Overview
HB 405 (2026 Regular Session, Kentucky) addresses how local boards of education levy occupational license fees and how school taxes may be proposed, increased, or implemented in counties with large populations. The bill imposes new procedural requirements and expands, in certain counties, the ability for fiscal courts to approve modest increases in the school tax rate.

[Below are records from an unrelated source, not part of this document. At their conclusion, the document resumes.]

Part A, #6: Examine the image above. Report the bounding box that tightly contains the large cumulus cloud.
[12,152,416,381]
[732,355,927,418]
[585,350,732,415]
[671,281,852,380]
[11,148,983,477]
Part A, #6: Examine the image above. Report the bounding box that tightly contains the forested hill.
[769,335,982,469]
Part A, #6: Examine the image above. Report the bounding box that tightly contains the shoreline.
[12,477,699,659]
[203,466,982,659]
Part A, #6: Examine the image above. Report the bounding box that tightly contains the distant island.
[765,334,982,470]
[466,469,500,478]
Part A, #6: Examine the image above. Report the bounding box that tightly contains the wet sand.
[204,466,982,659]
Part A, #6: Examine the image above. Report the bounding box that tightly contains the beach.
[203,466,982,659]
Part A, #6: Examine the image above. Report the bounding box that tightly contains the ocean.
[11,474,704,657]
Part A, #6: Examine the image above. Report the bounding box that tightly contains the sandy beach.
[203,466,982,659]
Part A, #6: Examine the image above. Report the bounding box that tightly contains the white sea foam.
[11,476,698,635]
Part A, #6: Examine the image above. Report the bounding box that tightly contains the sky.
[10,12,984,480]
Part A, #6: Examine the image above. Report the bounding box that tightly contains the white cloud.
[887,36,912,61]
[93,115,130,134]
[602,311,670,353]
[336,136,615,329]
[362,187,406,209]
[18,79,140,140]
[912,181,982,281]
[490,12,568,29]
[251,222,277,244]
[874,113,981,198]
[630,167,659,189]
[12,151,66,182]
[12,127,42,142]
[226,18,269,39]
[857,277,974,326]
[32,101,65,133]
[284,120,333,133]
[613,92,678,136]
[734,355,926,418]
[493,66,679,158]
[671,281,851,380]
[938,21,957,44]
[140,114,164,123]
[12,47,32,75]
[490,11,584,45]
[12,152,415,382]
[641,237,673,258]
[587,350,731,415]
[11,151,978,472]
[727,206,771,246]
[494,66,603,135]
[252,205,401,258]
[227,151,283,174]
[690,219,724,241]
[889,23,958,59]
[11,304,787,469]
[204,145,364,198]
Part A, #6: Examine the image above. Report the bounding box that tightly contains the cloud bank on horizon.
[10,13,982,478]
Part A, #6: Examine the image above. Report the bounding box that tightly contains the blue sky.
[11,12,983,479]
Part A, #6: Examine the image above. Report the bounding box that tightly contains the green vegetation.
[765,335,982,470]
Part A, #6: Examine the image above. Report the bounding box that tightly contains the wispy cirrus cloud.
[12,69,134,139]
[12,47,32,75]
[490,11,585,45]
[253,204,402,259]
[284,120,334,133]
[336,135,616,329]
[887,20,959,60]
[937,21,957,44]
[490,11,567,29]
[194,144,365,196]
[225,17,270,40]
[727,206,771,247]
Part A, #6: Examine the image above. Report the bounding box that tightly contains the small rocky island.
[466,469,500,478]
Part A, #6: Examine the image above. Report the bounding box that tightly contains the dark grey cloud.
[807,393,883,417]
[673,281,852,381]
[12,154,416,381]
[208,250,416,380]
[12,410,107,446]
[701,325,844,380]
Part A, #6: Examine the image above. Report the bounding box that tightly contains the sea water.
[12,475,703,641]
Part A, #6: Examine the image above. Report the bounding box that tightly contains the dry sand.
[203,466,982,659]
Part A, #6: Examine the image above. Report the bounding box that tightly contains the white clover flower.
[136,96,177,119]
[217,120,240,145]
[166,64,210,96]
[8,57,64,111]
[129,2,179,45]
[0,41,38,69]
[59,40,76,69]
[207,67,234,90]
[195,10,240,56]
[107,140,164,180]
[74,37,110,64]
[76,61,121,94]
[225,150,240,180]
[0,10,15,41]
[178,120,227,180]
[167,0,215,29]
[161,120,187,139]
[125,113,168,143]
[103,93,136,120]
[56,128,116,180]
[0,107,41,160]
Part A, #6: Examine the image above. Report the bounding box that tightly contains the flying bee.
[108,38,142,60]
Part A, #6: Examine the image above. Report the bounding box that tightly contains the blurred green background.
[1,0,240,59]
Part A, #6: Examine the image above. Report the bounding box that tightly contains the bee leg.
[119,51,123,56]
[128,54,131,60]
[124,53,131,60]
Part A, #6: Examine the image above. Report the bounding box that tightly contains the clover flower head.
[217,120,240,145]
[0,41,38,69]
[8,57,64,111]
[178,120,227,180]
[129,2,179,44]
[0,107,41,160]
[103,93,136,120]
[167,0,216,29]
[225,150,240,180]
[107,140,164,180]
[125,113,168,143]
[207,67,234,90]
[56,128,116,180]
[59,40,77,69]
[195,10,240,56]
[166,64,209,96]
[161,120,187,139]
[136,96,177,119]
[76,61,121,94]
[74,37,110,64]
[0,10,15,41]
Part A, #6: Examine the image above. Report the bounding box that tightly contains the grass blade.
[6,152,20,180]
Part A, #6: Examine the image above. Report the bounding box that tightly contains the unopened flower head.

It also tightens recall and public-notice processes related to license fees.
Main purpose and intent
- To regulate the process by which local boards of education impose or increase occupational license fees and to require transparent notice before any school tax levy or increase.
- To authorize, in counties with populations of 300,000 or more, an incremental increase in the school tax rate above the existing cap, subject to fiscal court approval.
- To align recall and protest procedures for proposed license taxes with the amended framework.
Key provisions and changes
Section 1 (KRS 160.603) — Public notice and compliance before levies
- Local boards of education must comply with the new provisions before levying or increasing school taxes (except certain taxes under existing exceptions) or before increasing the school tax rate.
- Proposes that a favorable vote by the local board is required to levy or increase taxes, with prior publication of meeting details on the board’s website for at least two consecutive weeks.
- Requires public notice of proposed levy or rate increase via the school district’s website and in a newspaper of general circulation or courthouse posting if no newspaper exists.
- Notice must include: current rate and revenue, proposed rate and expected revenue, need and planned use of funds, details for the public hearing, and a statement of the General Assembly’s publication requirement.
- Public hearing must be held not less than one week and not more than two weeks after advertisement.
- If multiple districts in a combined taxing district desire the same levy, joint advertisement and hearing are required.
Section 2 (KRS 160.607) — Tax rate increases in large counties
- The school tax rate is capped at 0.5% uniform rate (subject to change per statute).
- After complying with Section 1 and receiving a favorable fiscal court vote, counties with 300,000+ residents may increase the rate by up to 0.25% (total up to 0.75%).
Section 3 (KRS 160.484) — License fees (county fiscal court role)
- Fiscal courts decide whether to impose license fees at up to 0.5% (subject to board-certified requests).
- If boards representing 90% of county population certify identical rates, the fiscal court must impose that rate.
- Once imposed, the rate remains in effect until reductions are certified by boards; the court may require annual certifications.
- If 90% certification seeks a higher rate than current, the higher rate takes effect, and other rates are rescinded.
- If a proposed rate increase is not approved by the boards, the higher rate does not take effect, and existing rates remain.
Section 4 (KRS 160.485) — Recall and protest procedures
- Imposition of license fees requires a court order or resolution, with a 45-day effective period.
- Establishes petition procedures for recall and protest, including signature requirements (at least 10% of last presidential election votes) and timelines.
- Petitions can suspend the order during consideration.
- If petition sufficiency is confirmed, the question is placed on a county election ballot for voter decision.
Who would be affected
- County fiscal courts (including Louisville Metro as a merged government and Fayette County in practice) and boards of education in Kentucky counties with large populations.
- School districts seeking to levy occupational license fees or adjust school tax rates.
- Voters in affected counties, who would decide via public hearings and, if petitioned, via ballot measures.
Procedural and timeline aspects
- Public notice and hearings must occur before levies or increases.
- Voter-approved increases are possible in large counties (≥300,000) with a favorable fiscal court vote.
- License-fee changes require a 45-day window before taking effect, with potential recall petitions within that period.
- Joint advertisements/hearings are required for combined districts.
Estimated fiscal impact
- Local fiscal impact is indeterminable but anticipated to be minimal in administrative terms.
- Costs related to public notices, potential recall elections, and ballot changes are possible but generally modest.